Caricom must therefore navigate a narrow but necessary path. Too little action leaves the region susceptible to organised falsehoods, foreign platforms, partisan manipulation, and digital profiteers.

Too much control risks deepening suspicion and feeding the very mistrust misinformation exploits. The answer must be wider than Government and stronger than voluntary restraint, bringing Opposition parties, civil society, the media, schools, churches, the private sector, and technology companies into a shared defence of the region’s information space.

Caricom should therefore fast-track its own Regional Informat ion Integrity Framework, building on initiatives that Caribbean media stakeholders and policy professionals have already started. The Public Media Alliance report,‘Media Literacy, Disinformation & Misinformation in the Caribbean’, and its related action plan, offer a practical foundation. Media literacy in schools would build a generation better able to question sources, recognise manipulation, and resist emotional bait before falsehoods become public belief. Investment in fact-checking and AI-powered verification tools would help journalists, emergency agencies, and public institutions respond at the speed at which misinformation now travels. Greater accountability for big tech firms would ensure that platforms profiting from Caribbean attention are also required to help protect Caribbean societies from coordinated deception, viral falsehoods, and digitally manufactured harm.

The future of Caribbean democracy will depend not only on who governs, but on whether truth can survive the Digital Age. The Internet is now part of the region’s public infrastructure, shaping how citizens think, vote, access public institutions, and respond to national events. Caricom cannot dictate national law, but it can provide the regional leadership, common standards and collective pressure needed to hold platforms and bad actors accountable while protecting legitimate dissent.
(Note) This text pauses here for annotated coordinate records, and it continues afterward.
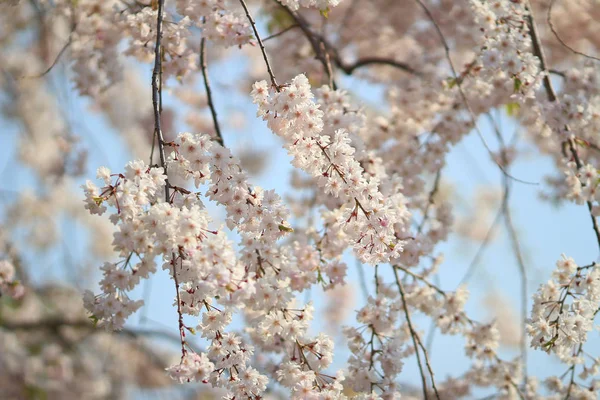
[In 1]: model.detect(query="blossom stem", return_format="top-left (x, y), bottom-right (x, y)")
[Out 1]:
top-left (200, 37), bottom-right (225, 147)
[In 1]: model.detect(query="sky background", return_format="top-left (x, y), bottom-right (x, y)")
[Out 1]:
top-left (0, 32), bottom-right (600, 396)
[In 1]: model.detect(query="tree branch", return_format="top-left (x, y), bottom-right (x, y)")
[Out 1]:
top-left (200, 38), bottom-right (225, 146)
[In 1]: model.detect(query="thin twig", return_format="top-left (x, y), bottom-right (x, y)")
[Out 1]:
top-left (152, 0), bottom-right (171, 203)
top-left (240, 0), bottom-right (279, 90)
top-left (415, 0), bottom-right (538, 185)
top-left (546, 0), bottom-right (600, 61)
top-left (263, 24), bottom-right (300, 43)
top-left (488, 114), bottom-right (527, 383)
top-left (23, 34), bottom-right (73, 79)
top-left (392, 267), bottom-right (440, 400)
top-left (527, 2), bottom-right (600, 253)
top-left (152, 0), bottom-right (186, 361)
top-left (417, 167), bottom-right (442, 234)
top-left (278, 3), bottom-right (420, 89)
top-left (200, 38), bottom-right (225, 146)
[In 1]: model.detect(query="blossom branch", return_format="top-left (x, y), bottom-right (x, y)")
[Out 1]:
top-left (392, 267), bottom-right (440, 400)
top-left (546, 0), bottom-right (600, 61)
top-left (527, 2), bottom-right (600, 252)
top-left (200, 37), bottom-right (225, 146)
top-left (240, 0), bottom-right (279, 90)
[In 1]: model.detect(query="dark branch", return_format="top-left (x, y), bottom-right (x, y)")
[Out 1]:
top-left (200, 38), bottom-right (225, 146)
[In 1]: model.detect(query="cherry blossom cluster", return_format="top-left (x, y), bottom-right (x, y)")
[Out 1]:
top-left (278, 0), bottom-right (342, 11)
top-left (0, 260), bottom-right (25, 299)
top-left (252, 75), bottom-right (408, 264)
top-left (527, 255), bottom-right (600, 364)
top-left (168, 133), bottom-right (346, 396)
top-left (117, 7), bottom-right (198, 79)
top-left (470, 0), bottom-right (543, 101)
top-left (176, 0), bottom-right (253, 47)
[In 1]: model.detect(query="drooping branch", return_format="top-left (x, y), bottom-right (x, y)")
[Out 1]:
top-left (392, 267), bottom-right (440, 400)
top-left (527, 3), bottom-right (600, 252)
top-left (200, 37), bottom-right (225, 146)
top-left (240, 0), bottom-right (279, 88)
top-left (546, 0), bottom-right (600, 61)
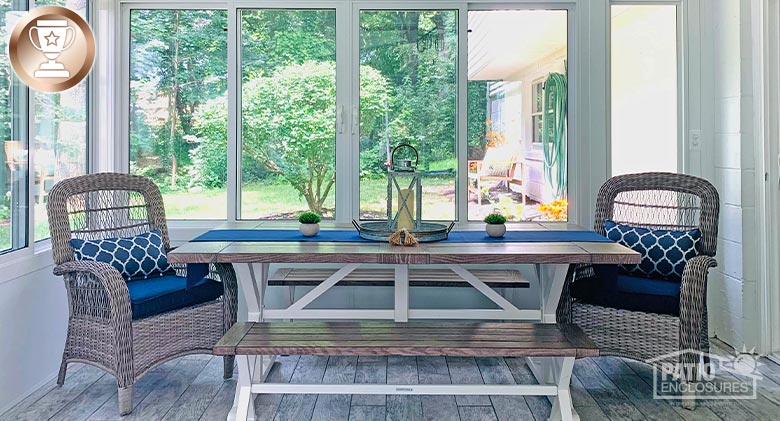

The battle is not between freedom and regulation, but between an open digital future protected by responsibility and one surrendered to manipulation. With courage, cooperation, and foresight the Caribbean can promote an open Internet while safeguarding the public trust on which its stability depends.

 

Chad Rattray is a development policy and communications specialist with an academic background in law and advanced studies in public policy. His work spans governance, policy research, and strategic communications.